Poeta, em seus escritos, belos, procurava ressaltar uma visão sociológica que se articulava com uma firme convicção ambientalista.

Terra e natureza o seu principal lema. O rio Araguaia seu caminho de paz, de contemplação, de crença num mundo em que vivência humana e felicidade podem se articular sem grandes ostentações, fora de um capitalismo doentio e competitivo. Seus versos refletem uma visão de paz com a natureza.

No prefácio do livro que ora li, de Paulo Gabriel, uma frase me marca.

“A experiência do divino: a canoa que o vento leva, frágil como um beija-flor; o passarinho morto pela crueldade humana; noite de estrelas e mistério; uma rede para balançar o mundo no sertão vestido de buritis, na solidão da aurora; e o coração cheio de nomes!”.

Isto é a obra do bispo, o ressaltar do simples, do cotidiano de sua gente, de seu rincão, que dá sentido à existência.

Faz-me lembrar Spinoza, filósofo de quem sempre tiro grandes lições. Acredito que Dom Pedro também nele se inspirava. A compreensão do conceito de deidade me é muito forte. A identificação entre Natureza e Deus parece que flui, nos que amam a terra.

Essa concepção foi muito bem descrita pelo cientista maior Albert Einstein.  Disse ele, "acredito no Deus de Spinoza, um Deus que se manifesta na harmonia de tudo o que existe, e não num Deus que se preocupa com o destino e as ações dos homens".

Ver na beleza da natureza, no cotidiano e na lógica perfeita das estruturas que constituem o ambiente, o Deus que criou isto, parece ser caminho para tentar entender o mundo em que vivemos.

Acreditar num Deus “salvador”, que se preocupa principalmente com a individualidade humana é uma crença cega, que segue os ditames inventados pelos homens para enquadrar a sociedade, nada traz de divino. Apenas atende a interesses de poderosos e a subjugação humana. Faz dependentes da “salvação” os que são vítimas do infortúnio, obriga-os a serem “comportados e submissos”.

Dom Pedro, no livro que recebi e li, divide seu olhar em dois capítulos comoventes. Em que o sertanejo do centro oeste se faz presente com seus  costumes, com seus hábitos.

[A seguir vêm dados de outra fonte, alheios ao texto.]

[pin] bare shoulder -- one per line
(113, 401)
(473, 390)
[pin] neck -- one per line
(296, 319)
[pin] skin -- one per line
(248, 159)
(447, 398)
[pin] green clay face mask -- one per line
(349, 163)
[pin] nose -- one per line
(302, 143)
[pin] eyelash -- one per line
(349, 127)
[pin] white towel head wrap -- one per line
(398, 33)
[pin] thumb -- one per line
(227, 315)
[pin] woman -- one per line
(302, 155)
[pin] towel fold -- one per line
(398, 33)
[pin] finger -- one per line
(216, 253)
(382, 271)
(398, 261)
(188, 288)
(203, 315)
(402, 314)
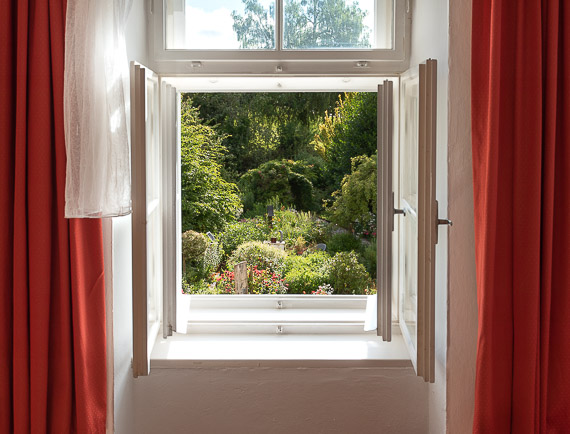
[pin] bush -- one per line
(265, 282)
(347, 275)
(343, 242)
(355, 203)
(276, 181)
(297, 224)
(304, 274)
(259, 282)
(194, 244)
(200, 256)
(258, 254)
(369, 258)
(200, 286)
(245, 230)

O autor usa bem as figuras que identificam sua população, seu povo, sua razão de luta.

Por exemplo, para um símbolo que os identifica como hábito, diz, as redes, “berço, cama e mortalha”. Na simplicidade, revela todas as fases de vida.

Na primeira parte do livro, muito bem cognominada, “Nossas vidas são os rios”, poemas que descrevem a natureza e a sociedade do espaço onde sua alma encontrou paz. Onde o ribeirinho se faz gente, onde os animais e os humanos deveriam viver em harmonia. Mas, os retirantes, os indígenas expropriados, os desejos de exploração, os oprimem. Mote fundamental para suas buscas na vida, para o que foram suas lutas.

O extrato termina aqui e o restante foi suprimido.